Une énorme structure de 500 mètres de haut et de 170 km de long, coupant à travers le désert et les montagnes en ligne droite, et abritant 9 millions de personnes… avant même la fin de sa construction, The Line avait déjà tout pour être une dystopie. Mais de nouvelles révélations sur le gigantesque projet de ville de l’Arabie saoudite dressent un tableau encore plus sombre : le gouvernement aurait donné à ses forces armées la permission de tuer les opposants au projet.
C’est une enquête de la BBC, parue le 9 mai 2024, qui livre les détails glaçants de cette histoire. Dans l’article, Rabih Alenezi, un ancien colonel de l’armée, raconte avoir reçu, en 2020, l’ordre d’expulser les habitants d’un village à proximité de la zone de construction de The Line. Leur mission prévoyait que « quiconque continuait à résister [à l’expulsion] devait être tué », et ils auraient eu la permission « d’utiliser la force létale contre quiconque resterait dans sa maison. »
The Line est déjà une dystopie
Ce n’est pas la première fois que le gouvernement saoudien est critiqué pour ses actions contre la tribu des Huwaitat, dont certains représentants s’opposent au projet. Dès octobre 2022, Numerama s’était fait l’écho de la condamnation à mort par des tribunaux saoudiens de plusieurs Huwaitats, qui avaient critiqué le projet sur les réseaux sociaux.
Selon Rabih Alenezi, l’ordre d’expulsion qu’il avait reçu concernait le village d’al-Khuraybah, situé à 4,5 km au sud du tracé de The Line. Il aurait prétexté être malade afin de ne pas avoir à participer à la mission — et c’est lors de cette dernière qu’un habitant du village aurait été tué. La personne abattue par l’armée saoudienne, Abdul Rahim al-Huwaiti, aurait refusé de laisser rentrer chez lui plusieurs envoyés du gouvernement. Il aurait été abattu par l’armée le lendemain. Le gouvernement a toujours officiellement expliqué qu’il aurait ouvert le feu en premier sur les forces de l’ordre, et qu’il aurait été tué dans la riposte.
Aujourd’hui, le témoignage de Rabih Alenezi apporte un autre éclairage sur l’histoire, en montrant que le gouvernement aurait, sciemment, donné l’ordre à l’armée de tuer les opposants. « Mohamed Ben Salman [le prince du pays, ndlr] ne laissera rien ni personne s’opposer à la construction », a déclaré l’ancien militaire à la BBC. « J’ai commencé à m’inquiéter de ce que l’on pourrait me demander de faire contre mon propre peuple. »
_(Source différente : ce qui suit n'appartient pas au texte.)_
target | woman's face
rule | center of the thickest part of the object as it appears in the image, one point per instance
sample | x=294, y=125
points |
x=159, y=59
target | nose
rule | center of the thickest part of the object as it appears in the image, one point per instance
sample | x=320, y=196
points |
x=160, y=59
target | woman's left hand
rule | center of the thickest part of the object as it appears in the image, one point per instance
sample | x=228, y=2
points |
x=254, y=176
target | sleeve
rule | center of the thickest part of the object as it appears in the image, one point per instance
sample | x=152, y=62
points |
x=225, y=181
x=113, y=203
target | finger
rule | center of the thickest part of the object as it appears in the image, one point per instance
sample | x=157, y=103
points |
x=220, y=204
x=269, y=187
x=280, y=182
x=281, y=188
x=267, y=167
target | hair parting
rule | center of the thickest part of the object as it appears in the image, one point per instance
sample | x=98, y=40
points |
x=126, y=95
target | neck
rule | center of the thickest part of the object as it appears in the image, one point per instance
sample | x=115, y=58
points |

Depuis la mort d’Abdul Rahim al-Huwaiti, les persécutions contre son village auraient continué. Selon l’ONU et ALQST, une organisation humanitaire basée en Arabie saoudite, « au moins 47 autres villageois ont été arrêtés après avoir résisté aux expulsions, et nombre d’entre eux ont été poursuivis pour des motifs liés au terrorisme. » Parmi eux, 40 serait toujours en prison, et cinq auraient été condamnés à mort, d’après les organisations.
The Line et Neom, des projets problématiques
En plus de toutes ces accusations, The Line est également critiquée sur d’autres aspects. La ville, qui sera construite en ligne droite sur 170 km de long, va être un désastre écologique, coupant la zone en deux pour les espèces locales, et présentant un risque énorme pour les populations d’oiseaux.
La construction de la ville, qui a commencé, représente également un gouffre économique : le pays a été obligé de chercher des financements auprès de banques. The Line doit de plus faire face à d’importants retards, et a dû réduire ses ambitions : au lieu d’être achevée en 2023, elle ne fera à cette date-là que 2,4 km de long, et n’accueillera que 300 000 habitants, sur les 9 millions initialement prévus.
La future ville fait partie de Neom, un projet monumentale d’aménagement du territoire lancé par Mohammed Ben Salman. En plus de The Line, Neom doit accueillir d’autres projets titanesques, dont Trojena, une station de ski qui organisera les Jeux asiatiques d’hiver en 2029, ou encore Aquellum, une ville souterraine connectée.